MaterialDistrict

Well Proven Chair

Here’s something we don’t see everyday. A chair that looks like it’s made of coloured concrete, but which is actually based on wood factory waste. The concept grew from a design study and is called the Well Proven Chair, perhaps because the base materials – wood and resin – and the shape are all common.

The chair is special because the two young designers who took on an abstract wood challenge and added real innovation to their solution. This winning design offers an answer to a common lament, namely a surplus of waste in factories.

The initial idea came from the realisation that in any production facility, even the best-run, over half of timber becomes waste. Amazingly, this number can be as high as 80%. So the designers decided to incorporate shavings, the ‘basic’ off-shoot from timber production, into the chair. By experimentation, they developed a useful combination.
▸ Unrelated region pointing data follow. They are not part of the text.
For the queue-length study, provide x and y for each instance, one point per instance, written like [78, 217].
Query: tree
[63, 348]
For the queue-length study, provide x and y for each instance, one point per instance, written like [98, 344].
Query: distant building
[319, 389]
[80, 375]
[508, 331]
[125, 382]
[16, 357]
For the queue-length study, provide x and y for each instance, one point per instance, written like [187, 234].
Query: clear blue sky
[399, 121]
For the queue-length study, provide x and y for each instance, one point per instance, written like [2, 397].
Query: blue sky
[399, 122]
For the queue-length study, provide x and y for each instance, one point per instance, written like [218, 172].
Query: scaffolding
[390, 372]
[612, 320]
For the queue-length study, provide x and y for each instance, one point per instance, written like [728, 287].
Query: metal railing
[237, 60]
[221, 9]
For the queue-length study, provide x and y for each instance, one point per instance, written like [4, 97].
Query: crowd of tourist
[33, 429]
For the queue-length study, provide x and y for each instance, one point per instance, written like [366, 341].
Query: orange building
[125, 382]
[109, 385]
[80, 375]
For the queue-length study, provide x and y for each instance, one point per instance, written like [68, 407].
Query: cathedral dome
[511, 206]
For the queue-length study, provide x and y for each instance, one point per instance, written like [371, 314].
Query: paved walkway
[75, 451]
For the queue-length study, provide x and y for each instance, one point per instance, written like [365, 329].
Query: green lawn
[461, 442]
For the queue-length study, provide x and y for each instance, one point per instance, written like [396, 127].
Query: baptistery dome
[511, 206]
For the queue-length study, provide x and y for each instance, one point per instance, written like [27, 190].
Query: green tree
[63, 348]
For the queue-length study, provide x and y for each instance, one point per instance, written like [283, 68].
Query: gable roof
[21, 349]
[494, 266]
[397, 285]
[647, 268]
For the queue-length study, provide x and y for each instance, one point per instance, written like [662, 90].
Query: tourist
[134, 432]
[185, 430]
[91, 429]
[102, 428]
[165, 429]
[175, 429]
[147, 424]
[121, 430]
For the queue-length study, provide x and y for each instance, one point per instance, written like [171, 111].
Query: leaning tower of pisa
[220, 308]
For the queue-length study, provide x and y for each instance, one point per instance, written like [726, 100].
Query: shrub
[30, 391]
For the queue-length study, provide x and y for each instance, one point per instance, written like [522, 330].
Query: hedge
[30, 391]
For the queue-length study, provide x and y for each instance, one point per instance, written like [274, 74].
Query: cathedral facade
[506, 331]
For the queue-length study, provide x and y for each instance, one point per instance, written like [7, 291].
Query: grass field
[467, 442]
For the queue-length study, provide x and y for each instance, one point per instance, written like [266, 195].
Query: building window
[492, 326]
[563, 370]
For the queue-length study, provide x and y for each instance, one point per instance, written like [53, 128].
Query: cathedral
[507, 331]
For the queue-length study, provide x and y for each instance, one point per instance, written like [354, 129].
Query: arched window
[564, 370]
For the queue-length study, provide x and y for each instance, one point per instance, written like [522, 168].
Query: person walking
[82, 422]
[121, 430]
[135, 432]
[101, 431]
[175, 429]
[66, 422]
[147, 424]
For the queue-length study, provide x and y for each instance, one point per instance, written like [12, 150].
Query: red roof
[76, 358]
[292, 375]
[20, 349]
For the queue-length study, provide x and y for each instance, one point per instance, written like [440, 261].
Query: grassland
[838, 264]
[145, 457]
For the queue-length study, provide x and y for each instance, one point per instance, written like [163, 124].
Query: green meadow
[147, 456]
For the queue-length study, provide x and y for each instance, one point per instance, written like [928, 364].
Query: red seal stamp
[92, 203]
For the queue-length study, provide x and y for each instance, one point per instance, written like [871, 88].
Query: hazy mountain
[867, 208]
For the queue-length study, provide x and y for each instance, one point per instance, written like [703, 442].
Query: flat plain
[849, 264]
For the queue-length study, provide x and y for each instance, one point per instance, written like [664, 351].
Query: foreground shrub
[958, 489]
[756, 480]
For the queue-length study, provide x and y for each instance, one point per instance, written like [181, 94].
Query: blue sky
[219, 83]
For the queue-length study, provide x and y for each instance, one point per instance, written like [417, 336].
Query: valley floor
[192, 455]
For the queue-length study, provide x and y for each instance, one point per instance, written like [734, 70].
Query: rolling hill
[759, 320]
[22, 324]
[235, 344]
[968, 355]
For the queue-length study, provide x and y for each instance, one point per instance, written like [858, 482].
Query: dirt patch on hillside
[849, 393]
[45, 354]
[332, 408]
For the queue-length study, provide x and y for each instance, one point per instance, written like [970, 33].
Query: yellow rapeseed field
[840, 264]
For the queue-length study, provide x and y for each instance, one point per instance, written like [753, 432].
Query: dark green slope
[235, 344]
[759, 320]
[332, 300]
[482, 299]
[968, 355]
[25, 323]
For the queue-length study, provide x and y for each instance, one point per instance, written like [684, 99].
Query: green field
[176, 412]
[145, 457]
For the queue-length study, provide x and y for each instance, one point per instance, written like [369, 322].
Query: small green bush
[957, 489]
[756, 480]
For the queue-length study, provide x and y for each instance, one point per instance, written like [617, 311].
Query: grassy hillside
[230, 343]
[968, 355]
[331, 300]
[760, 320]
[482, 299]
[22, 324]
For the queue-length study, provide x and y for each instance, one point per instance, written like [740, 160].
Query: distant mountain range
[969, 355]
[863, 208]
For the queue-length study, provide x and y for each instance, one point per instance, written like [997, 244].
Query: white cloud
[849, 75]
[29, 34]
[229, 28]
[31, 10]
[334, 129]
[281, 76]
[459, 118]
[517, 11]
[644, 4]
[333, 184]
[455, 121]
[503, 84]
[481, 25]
A bio-resin, shavings of a variety of lengths (generated by different factory operations) and water are mixed together. In the right proportions, this creates a kind of controlled explosion.

As the gooey, expanded mass dries, this irregular expansion on one side contrasts with a smooth finish on the other. A well-tested polypropylene chair used as a mould guarantees comfortable sitting on the wooden material that is a hardened foam. Standard legs of American ash are added for stability and the result is a chair which looks new and classic at the same time. No mean feat!
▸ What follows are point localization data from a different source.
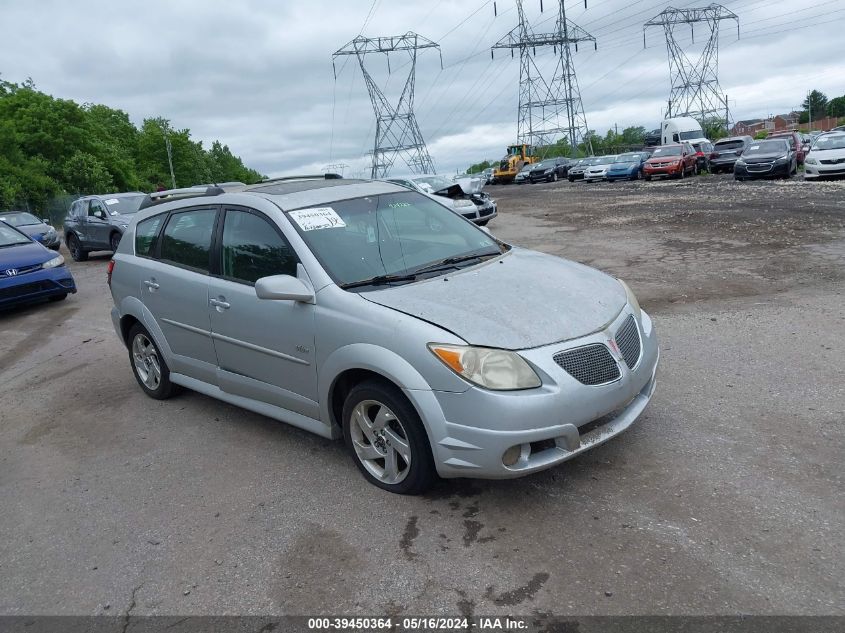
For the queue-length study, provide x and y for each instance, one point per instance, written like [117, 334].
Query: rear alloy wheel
[387, 439]
[149, 367]
[77, 253]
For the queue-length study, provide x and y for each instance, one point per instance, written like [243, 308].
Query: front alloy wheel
[387, 439]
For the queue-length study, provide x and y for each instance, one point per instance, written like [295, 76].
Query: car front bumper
[470, 431]
[762, 170]
[821, 171]
[33, 286]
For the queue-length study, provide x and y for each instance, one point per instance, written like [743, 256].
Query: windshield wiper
[379, 280]
[450, 262]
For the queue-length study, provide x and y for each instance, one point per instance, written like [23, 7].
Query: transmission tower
[548, 110]
[695, 86]
[397, 132]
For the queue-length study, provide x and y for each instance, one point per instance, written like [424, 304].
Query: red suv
[794, 141]
[673, 161]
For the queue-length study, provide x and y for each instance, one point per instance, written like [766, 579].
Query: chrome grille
[628, 340]
[590, 365]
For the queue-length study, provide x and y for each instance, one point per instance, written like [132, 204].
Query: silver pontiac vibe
[366, 311]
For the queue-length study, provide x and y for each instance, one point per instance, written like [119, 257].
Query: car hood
[24, 255]
[464, 186]
[761, 158]
[34, 229]
[522, 300]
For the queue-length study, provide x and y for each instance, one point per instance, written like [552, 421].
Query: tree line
[51, 147]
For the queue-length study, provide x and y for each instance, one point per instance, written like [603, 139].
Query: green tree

Colours can be changed by using shavings from different wood types. Reddish cherry would give a different hue from ash, for example, a lighter wood which was used in the roof of this French museum. Colouring agents can also be added. Besides these factors, the unpredictable nature of the expansion, which leads to a strong and light-weight material with five times its original volume, means that every chair is unique.

The two designers, James Shaw and Marjan van Aubel, worked with the AHEC and the RCA on the design.